Noah: An important way to stretch myself is to make each painting different than the last and to not fall into a comfort zone. A lot of artists paint one subject, one medium and one style. I like so many different materials and looks that I like to change it up. Also, I believe it allows me the chance to reach different industries and types of collectors.
LRA: Who in the art scene are you a fan of?
Noah: Now that’s a huge question. Are you talking both living and deceased artists? One of the most talented individuals to ever grace the planet earth has to be my friend OG Abel. He’s one of the few artists I know who lives in his head a similar world as mine: one we created but can bring forth in our work. Most artists replicate or copy a picture. My favorite stuff is out of the imagination and originality of their personality. Abel is hands-down one of the best. That’s probably why I had him completely design and create my entire right arm sleeve tattoo. It’s my personal life testimony. He brought it to life.
In return, I painted him a 6-foot painting which was a memorial to his young kid brother who was shot and killed.

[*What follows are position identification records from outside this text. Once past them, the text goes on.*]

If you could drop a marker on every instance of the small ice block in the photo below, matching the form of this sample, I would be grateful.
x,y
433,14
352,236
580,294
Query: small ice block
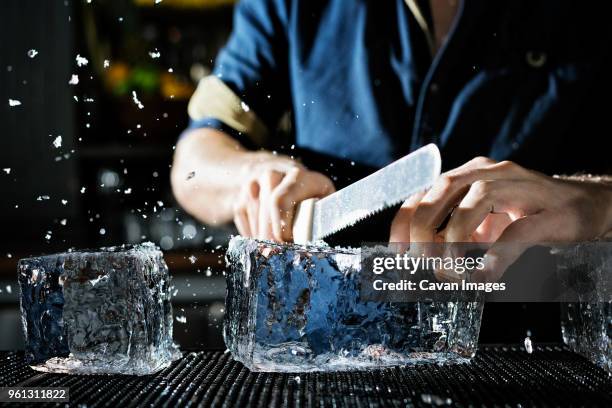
x,y
103,311
293,308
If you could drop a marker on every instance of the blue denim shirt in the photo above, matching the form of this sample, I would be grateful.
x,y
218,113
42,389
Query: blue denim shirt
x,y
527,81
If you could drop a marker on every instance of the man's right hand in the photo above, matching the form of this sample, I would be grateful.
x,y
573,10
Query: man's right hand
x,y
268,198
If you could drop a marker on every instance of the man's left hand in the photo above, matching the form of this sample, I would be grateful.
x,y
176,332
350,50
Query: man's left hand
x,y
503,202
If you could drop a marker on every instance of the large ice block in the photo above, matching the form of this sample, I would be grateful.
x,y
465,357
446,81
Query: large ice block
x,y
297,308
100,311
586,321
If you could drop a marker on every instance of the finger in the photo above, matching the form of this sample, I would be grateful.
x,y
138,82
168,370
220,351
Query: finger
x,y
252,207
242,222
434,208
491,228
267,183
296,186
486,197
400,226
516,239
448,191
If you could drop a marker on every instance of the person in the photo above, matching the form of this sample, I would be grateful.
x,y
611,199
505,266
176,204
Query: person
x,y
514,94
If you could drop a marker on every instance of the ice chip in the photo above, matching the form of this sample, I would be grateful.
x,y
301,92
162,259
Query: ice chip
x,y
81,61
74,80
137,101
528,345
296,308
57,142
104,311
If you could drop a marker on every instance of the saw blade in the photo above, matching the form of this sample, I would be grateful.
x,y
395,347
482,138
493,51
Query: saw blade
x,y
387,187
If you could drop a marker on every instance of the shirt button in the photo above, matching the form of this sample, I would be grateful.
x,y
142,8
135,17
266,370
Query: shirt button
x,y
535,59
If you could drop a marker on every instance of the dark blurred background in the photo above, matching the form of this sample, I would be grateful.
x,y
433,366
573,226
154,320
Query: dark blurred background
x,y
81,165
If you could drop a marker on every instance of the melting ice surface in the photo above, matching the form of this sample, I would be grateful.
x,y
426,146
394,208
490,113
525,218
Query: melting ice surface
x,y
105,311
296,308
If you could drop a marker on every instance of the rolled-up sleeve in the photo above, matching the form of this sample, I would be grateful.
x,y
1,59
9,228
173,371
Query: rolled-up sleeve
x,y
248,91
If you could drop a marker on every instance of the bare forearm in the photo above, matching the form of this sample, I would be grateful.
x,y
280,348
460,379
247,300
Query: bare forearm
x,y
209,168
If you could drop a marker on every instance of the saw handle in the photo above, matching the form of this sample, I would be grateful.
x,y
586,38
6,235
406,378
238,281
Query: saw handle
x,y
302,221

This painting is the cover piece of this magazine called “The Hurting.” I’m also a huge fan of Bob Elias (my dad; check out his work at bobeliasstudios.com), Rick Griffin, John William Waterhouse, Rick Reitveld, Franco Vescovi (that fool is nutty with a tattoo machine), Chuy (Tattooland), Big Chuy (Mentally Twisted), Craig Fraser, Norman Rockwell, Gil Bruvel, Gil Elvgren, George Hurrell, “Cartoon,” Dezeinswell and many others.
LRA: Do you have any new projects coming up?
Noah: I have a ton. More paintings for the galleries, creating for Arturo Fuente Cigars, Disney. I’m really excited more than anything about my new metal hologram paintings. I started painting on metal with this process 12 years ago, but technology didn’t allow a way to produce limited edition prints. This year, we released the first prints now available. They’re on metal and move as you walk through a room. Limited edition prints are now made in small editions.
LRA: We saw the mural that you did in the Hard Rock Hotel in Las Vegas. Is there a store coming soon?
Noah: The relationship with Hard Rock is wonderful. We have a lot of ideas brewing.
LRA: Where can our Arte readers see more of your work?
Noah: We are in various galleries around the world, but the best and most current info and new work can be found at the website www.noahfineart.com.